Demand outlook remains strong, near-term weakness may persist

ABB is benefiting from demand tailwinds emerging from high-growth areas such as renewables, data centers, railways, metros, and electronics. Although traditional sectors, such as cement, metals, oil & gas, and pharma, are not growing at the desired pace, they still account for the bulk of the order book of ~INR84b. The management indicated that as these sectors gather steam, they will act as growth catalysts going ahead. Overall, the domestic market is expanding at a much faster rate than the export market. We believe that with an expected revival of the private sector, inflows will start ramping up faster, which had been flat in the previous four quarters. So far the company has been benefiting from opex-led orders from the private sector and will now start witnessing capex-led orders from the private sector in few quarters after elections.

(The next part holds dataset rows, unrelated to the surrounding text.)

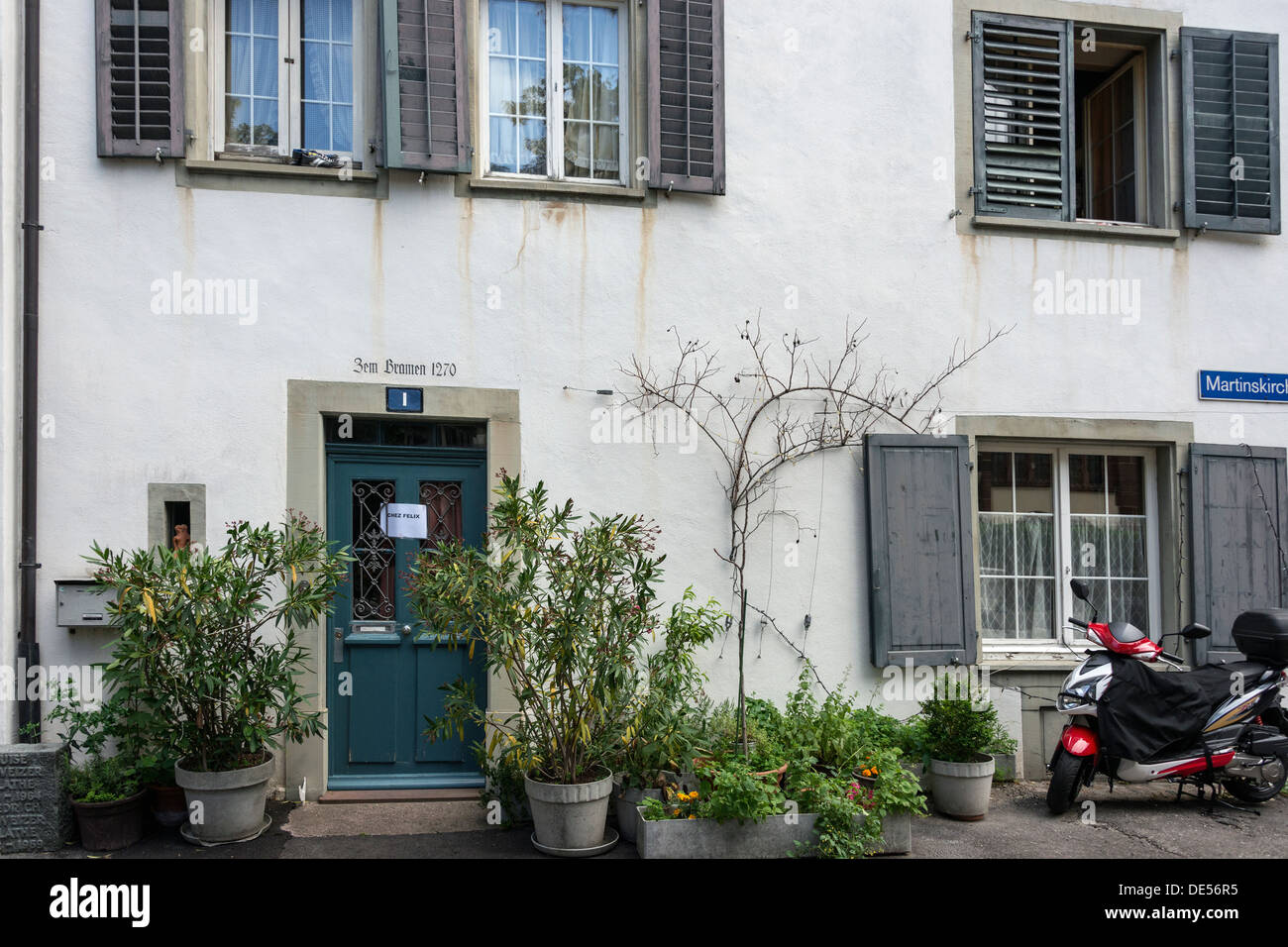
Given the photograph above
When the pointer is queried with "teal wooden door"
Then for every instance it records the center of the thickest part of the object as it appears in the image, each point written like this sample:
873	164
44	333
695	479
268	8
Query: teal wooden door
385	671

Margin expansion driven by product mix, localization and improved penetration

ABB is fairly comfortable about its gross margin, which stood at 36.8% in CY23, and it has achieved these gains through an improved product mix, increased localization, and a deeper penetration in markets, which we believe will sustain. The company intends to maintain its gross margin at this level through value-added products and a deeper penetration in markets despite a higher share of large projects and waning down of RM tailwinds. Improved employee productivity and control over costs led to strong margins of 15.1% despite an adverse impact of forex of INR100m in 4Q.

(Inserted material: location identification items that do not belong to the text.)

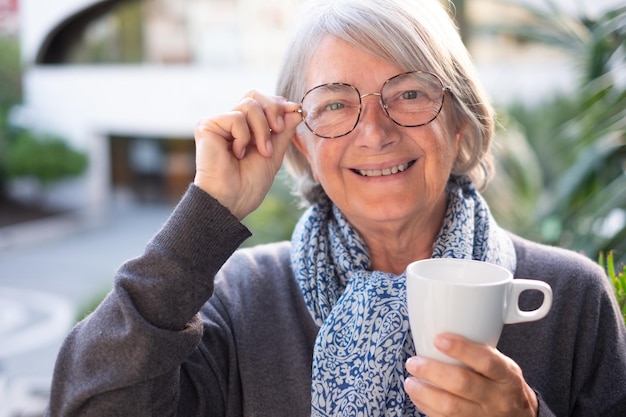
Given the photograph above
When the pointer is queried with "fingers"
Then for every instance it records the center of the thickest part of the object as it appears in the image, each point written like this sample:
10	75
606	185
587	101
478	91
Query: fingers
482	358
489	383
265	116
238	153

Segment-wise performance was strong from electrification and process automation

The electrification segment is witnessing strong traction from data centers, OEMs, and major metals and energy players and will also see improved inflows from renewable projects. The motion segment has benefited from large orders for traction motors in 3Q/4QCY23, but its margins were impacted by forex fluctuations on import dependence for drives. We expect the motion segment to continue to benefit from a strong addressable market for railways and metro-related projects. The preference for quality products from ABB is also helping the company tide over aggressive pricing in some segments of motors. Process automation order inflows came from sectors such as power, metals and logistics, and service orders due to the healthy installed base. Robotics has seen delays in finalization, which will start coming in the next few quarters. Overall, we expect ABB to benefit from increasing investments across: 1) electrification – driven by T&D & renewable power (INR2.4t), data center (INR400-500b), and EV charging (INR140b); 2) motion and mobility – led by planned investments by the government in metro, high-speed rail and RRTS (INR5-6t); 3) industrial automation – driven by a surge in investments in smart manufacturing led by PLI (INR4t); and (4) robotics.

Financial outlook

We raise our CY24/CY25 EPS estimates by 2%/4.4% to bake in better margins and higher other income. We expect a CAGR of 18% in ABB’s order inflow over CY23-25 and expect a CAGR of 23%/22%/20% in revenue/EBITDA/PAT, driven by EBITDA margin of 13.7%/13.9% in CY24/CY25.

Valuation and recommendation

We increase our DCF-based TP to INR5,800 from INR5,480, implying P/E of 65x on Mar’26E EPS. ABB remains our top pick in the sector.